BARNABY Joyce - or at least his office - has put paid to thinking that the Inland Rail may be shifted off the agriculturally important Condamine River Floodplain.
While affected farmers say they were encouraged following a meeting with the deputy prime minister last Friday on the back of a scathing Senate inquiry report, the door has now been squarely slammed in their faces.
"The Inland Rail alignment is settled - it has been refined over a number of years and delivery is well underway," the deputy prime minister's statement to Queensland Country Life reads. (Note: Mr Joyce's office has advised that the statement was issued by a spokesman for the deputy prime minister.)
"The Border to Gowrie section that includes the Condamine crossing has been developed by world-leading rail engineering experts and enhanced through community consultation.
"ARTC's flood modelling and the reference design for the crossing of the Condamine floodplain has been thoroughly reviewed by the International Independent Panel of Experts for flood studies in Queensland."
Mr Joyce's hardline statement is particularly unsettling for affected farmers because the flood modelling is still not complete, the design and costings have not been released, and the project is still to be approved by Queensland's Coordinator General.
Adding to the confusion Queensland Country Life has obtained a letter (see below) to a landholder from ARTC dated as recent as July 20 requesting permission to conduct further flood modelling.
In addition, the Senate inquiry's report titled 'Inland Rail: derailed from the start' is scathing of the Australian Rail Track Corporation's plans and approach to the construction of the project, including its consultation with the local community.
The blunt tone of Mr Joyce's statement is also likely to unsettle Agriculture Minister David Littleproud and Senator Susan McDonald, who have both been vocal critics of the controversial floodplain route.
"The Border to Gowrie section has been subject to multiple studies and reviews, including in 2006, 2010, 2015, 2016, 2016-17, 2017 and again in 2020," Mr Joyce's statement reads.
"The review in 2017 found that the current Border to Gowrie alignment which provides the best outcome for the Inland Rail project in terms of 24-hour transit, service reliability, availability and cost competitiveness was far superior to alternative routes via Mount Tyson and Warwick.
"In 2020 a further independent assessment confirmed that, on a like-for-like basis, the Border to Gowrie Reference Design route selected in 2017 is superior to an alternative route via Cecil Plains proposed by stakeholders and offers the best path across the Condamine."
Millmerran Rail Group chairman Wes Judd said he was disappointed by the deputy prime minister's statement, saying that at last Friday's meeting Mr Joyce appeared to determined to "fix the mess".
"This is not what the deputy prime minister told me, David Littleproud and Senator Susan McDonald when we met a week ago," Mr Judd said.
"I think the spokesperson (who wrote Mr Joyce's statement) needs to speak to the deputy prime minister before making comments that are frankly ridiculous.
"The alignment has not been settled.
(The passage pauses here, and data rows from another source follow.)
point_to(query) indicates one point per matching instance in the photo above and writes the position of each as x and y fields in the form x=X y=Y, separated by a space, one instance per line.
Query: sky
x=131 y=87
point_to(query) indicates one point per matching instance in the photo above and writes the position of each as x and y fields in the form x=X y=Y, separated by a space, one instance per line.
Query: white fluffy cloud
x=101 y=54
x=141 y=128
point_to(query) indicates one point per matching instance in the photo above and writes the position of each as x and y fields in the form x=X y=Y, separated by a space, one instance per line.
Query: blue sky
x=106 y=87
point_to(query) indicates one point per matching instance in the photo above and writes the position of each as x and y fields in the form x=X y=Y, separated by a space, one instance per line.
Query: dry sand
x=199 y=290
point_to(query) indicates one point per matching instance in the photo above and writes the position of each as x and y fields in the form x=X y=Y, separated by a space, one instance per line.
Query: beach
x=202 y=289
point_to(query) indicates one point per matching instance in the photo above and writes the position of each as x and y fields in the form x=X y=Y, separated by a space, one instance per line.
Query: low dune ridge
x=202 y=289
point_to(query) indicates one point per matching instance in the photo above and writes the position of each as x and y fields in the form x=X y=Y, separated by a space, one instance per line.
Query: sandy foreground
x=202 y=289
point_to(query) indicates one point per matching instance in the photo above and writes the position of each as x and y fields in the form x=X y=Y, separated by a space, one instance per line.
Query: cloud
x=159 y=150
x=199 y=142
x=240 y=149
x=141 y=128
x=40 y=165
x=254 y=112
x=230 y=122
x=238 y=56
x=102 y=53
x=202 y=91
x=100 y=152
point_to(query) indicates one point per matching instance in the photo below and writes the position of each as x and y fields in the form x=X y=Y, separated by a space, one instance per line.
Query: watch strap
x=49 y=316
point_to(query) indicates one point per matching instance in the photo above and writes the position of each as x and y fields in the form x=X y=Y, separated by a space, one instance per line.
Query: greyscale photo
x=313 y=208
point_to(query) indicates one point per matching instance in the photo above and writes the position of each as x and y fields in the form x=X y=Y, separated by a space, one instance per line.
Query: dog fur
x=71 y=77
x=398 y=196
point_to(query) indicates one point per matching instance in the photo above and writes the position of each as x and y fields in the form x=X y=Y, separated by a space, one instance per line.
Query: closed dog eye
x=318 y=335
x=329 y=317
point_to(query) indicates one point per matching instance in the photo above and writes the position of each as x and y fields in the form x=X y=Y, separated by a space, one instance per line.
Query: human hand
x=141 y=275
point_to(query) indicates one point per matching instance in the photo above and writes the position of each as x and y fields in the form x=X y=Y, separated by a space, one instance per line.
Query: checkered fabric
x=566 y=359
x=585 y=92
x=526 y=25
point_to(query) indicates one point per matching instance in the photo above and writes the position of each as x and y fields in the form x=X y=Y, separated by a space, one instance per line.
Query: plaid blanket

There is a proposed alignment in a draft EIS that everyone has problems with except ARTC, who I suspect drafted the comments for the spokesperson.
"The alignment is far from settled and the deputy prime minister knows this because he told us so last Friday.
"We want Inland Rail that builds up agriculture, doesn't tear it down like the ARTC route across the Condamine River Floodplain near Millmerran will do."
Mr Judd said the South Western rail corridor, which heads from the Goondiwindi to Warwick and then to Toowoomba, should still be considered.
"It should've been properly considered five years ago," he said.
"It has been a rail corridor from the NSW border to Toowoomba for more than a century."
Mr Joyce's hardline approach comes as ARTC begins its search for a new Inland Rail CEO, following the departure of Richard Wankmuller.